LKML Archive on lore.kernel.org
help / color / mirror / Atom feed
* Re: block layer / FS question: x86_32bit with LBD, 20 TB RAID volume => funny issues
@ 2008-03-10  9:13 Frantisek Rysanek
  0 siblings, 0 replies; 9+ messages in thread
From: Frantisek Rysanek @ 2008-03-10  9:13 UTC (permalink / raw)
  To: linux-kernel

> On 7 Mar 2008 at 10:30, Andi Kleen wrote:
> [...snip...]
> > BTW your problems mostly sound like driver issues.
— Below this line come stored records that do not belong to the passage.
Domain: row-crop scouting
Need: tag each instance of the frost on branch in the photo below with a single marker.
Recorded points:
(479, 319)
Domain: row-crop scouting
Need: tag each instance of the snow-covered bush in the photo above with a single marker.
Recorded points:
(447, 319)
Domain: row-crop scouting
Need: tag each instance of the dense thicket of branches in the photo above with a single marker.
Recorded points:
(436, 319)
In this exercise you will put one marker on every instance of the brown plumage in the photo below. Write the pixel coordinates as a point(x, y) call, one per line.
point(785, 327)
Some drivers 
> > (and some controller firmwares) have problems with large block numbers
> > 
> thanks for that hint, I'll investigate that too.
> 
> The HBA is a Qlogic QLA-2460. Based on some past experience with 
> other brands of FC HBA's, I tend to swear on Qlogic as the reference 
> implementation of FC hardware.
> 
And indeed it was the firmware.
ftp://ftp.qlogic.com/outgoing/linux/firmware/

Until now, I've been using version v4.00.27, which is the last 
numbered version in that FTP directory.

Upon closer inspection, I picked the file called 
ql2400_fw.bin_mid
with a timestamp from 12th February 2008.
This one turns out to be v4.03.01 and it SOLVES THE PROBLEM :-)
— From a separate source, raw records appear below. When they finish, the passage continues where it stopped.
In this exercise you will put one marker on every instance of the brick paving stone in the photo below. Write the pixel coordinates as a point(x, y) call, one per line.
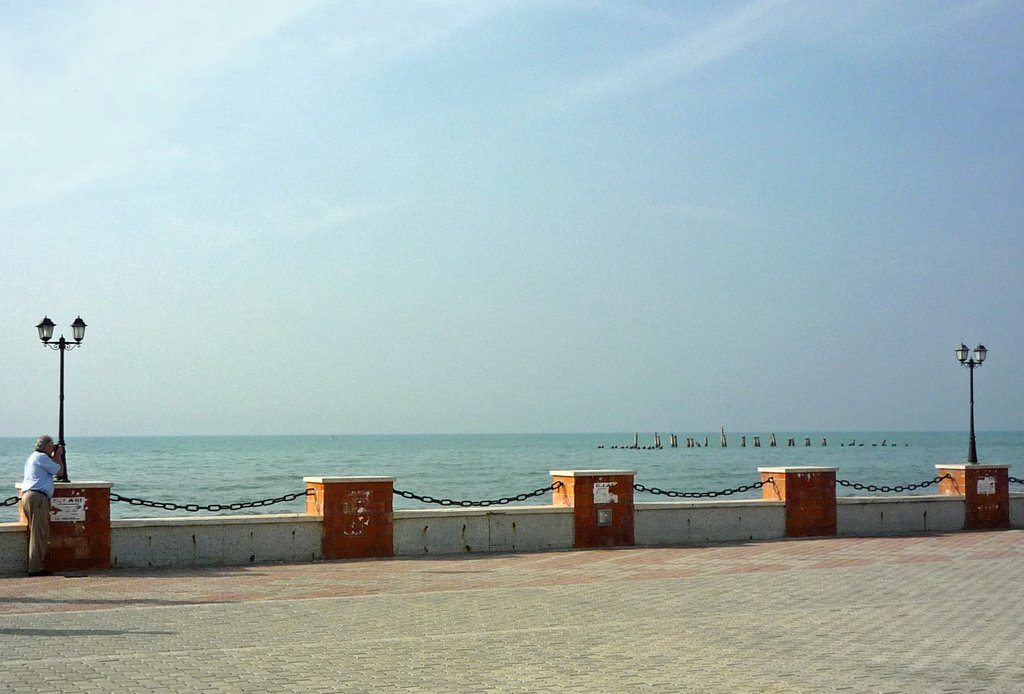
point(931, 613)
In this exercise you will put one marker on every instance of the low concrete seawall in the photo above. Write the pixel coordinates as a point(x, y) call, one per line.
point(227, 540)
point(704, 522)
point(222, 540)
point(439, 531)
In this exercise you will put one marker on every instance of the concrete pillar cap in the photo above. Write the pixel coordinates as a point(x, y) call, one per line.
point(590, 473)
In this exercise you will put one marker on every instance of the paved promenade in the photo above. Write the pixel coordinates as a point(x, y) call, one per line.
point(936, 613)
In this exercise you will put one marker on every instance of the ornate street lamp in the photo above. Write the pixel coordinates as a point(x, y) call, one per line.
point(979, 356)
point(45, 329)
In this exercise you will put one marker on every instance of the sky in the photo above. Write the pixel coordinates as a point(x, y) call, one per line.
point(462, 216)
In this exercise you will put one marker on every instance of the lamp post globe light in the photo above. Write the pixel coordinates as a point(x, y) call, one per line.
point(45, 329)
point(972, 362)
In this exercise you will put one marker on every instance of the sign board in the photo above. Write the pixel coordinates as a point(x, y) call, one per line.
point(986, 485)
point(69, 509)
point(602, 492)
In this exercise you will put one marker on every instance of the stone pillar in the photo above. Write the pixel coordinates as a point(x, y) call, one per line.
point(986, 493)
point(357, 515)
point(80, 526)
point(602, 505)
point(810, 499)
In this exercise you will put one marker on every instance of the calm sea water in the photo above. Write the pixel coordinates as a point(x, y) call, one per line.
point(225, 470)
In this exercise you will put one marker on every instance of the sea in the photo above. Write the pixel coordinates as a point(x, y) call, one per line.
point(209, 470)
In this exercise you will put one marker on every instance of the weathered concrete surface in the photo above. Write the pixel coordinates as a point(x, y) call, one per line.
point(929, 613)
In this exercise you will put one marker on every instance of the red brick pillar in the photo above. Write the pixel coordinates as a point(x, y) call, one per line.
point(986, 493)
point(602, 505)
point(357, 515)
point(80, 526)
point(810, 499)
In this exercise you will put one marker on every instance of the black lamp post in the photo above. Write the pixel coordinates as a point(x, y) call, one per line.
point(979, 356)
point(45, 329)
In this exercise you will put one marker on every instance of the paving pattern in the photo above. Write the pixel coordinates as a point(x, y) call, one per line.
point(935, 613)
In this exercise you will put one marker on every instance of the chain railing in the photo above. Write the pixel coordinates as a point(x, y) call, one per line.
point(704, 494)
point(887, 488)
point(193, 508)
point(239, 506)
point(483, 503)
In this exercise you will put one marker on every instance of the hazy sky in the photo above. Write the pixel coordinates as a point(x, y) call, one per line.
point(553, 216)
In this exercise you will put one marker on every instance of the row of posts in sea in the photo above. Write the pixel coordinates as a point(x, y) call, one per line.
point(694, 443)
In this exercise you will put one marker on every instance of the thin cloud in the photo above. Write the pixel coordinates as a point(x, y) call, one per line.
point(731, 34)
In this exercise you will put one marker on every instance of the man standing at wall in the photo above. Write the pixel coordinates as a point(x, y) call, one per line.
point(37, 489)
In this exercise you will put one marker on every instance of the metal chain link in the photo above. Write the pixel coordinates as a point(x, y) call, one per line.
point(486, 502)
point(704, 494)
point(193, 508)
point(886, 488)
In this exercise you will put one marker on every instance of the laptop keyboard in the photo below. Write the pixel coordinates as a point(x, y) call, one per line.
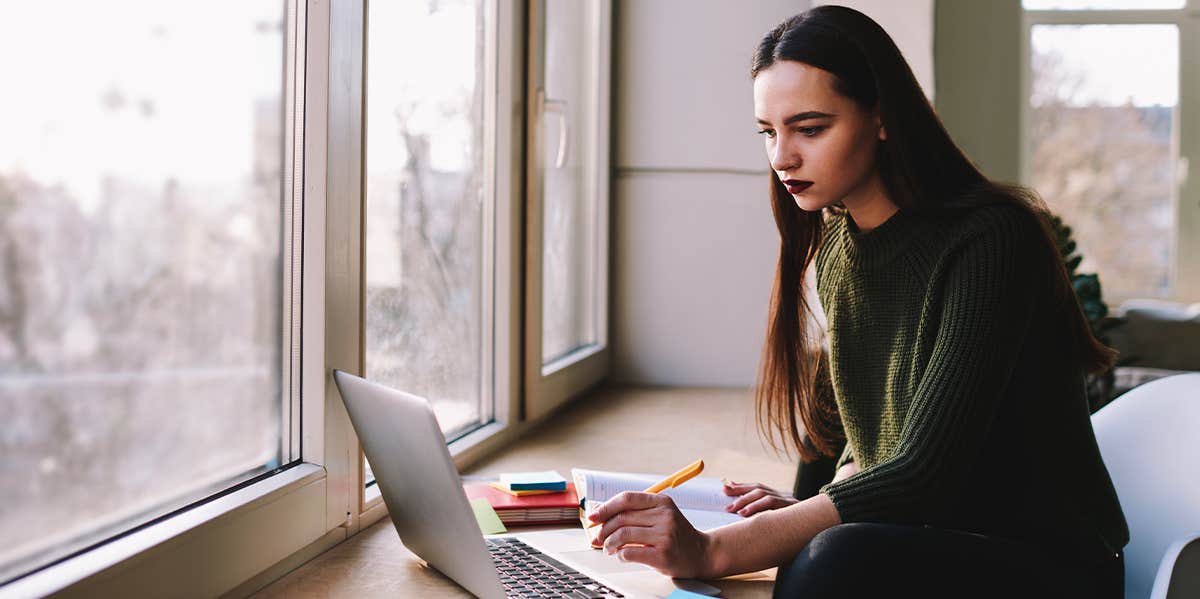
point(528, 573)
It seems to work with qla2xxx v8.01.07-k7 (2.6.22.6) and
v8.02.00-k5 (2.6.24.2).

My testbed server has passed some 5 loops of dd over the weekend.

Thanks for your help :-)

I'm installing a 64bit Fedora to give XFS another try...

Frank Rysanek


^ permalink raw reply	[flat|nested] 9+ messages in thread

* Re: block layer / FS question: x86_32bit with LBD, 20 TB RAID volume => funny issues
@ 2008-03-13 10:14 Frantisek Rysanek
  0 siblings, 0 replies; 9+ messages in thread
From: Frantisek Rysanek @ 2008-03-13 10:14 UTC (permalink / raw)
  To: linux-kernel

On 10 Mar 2008 at 10:13, Frantisek.Rysanek@post.cz wrote:
>
> My testbed server has passed some 5 loops of dd over the weekend.
> 
> Thanks for your help :-)
> 
> I'm installing a 64bit Fedora to give XFS another try...
> 
So I installed Fedora 8 64b, compiled a 64bit 2.6.24.2,
and XFS mounts without a word of objection :-)
even with my 32bit user-space on that old CD :-)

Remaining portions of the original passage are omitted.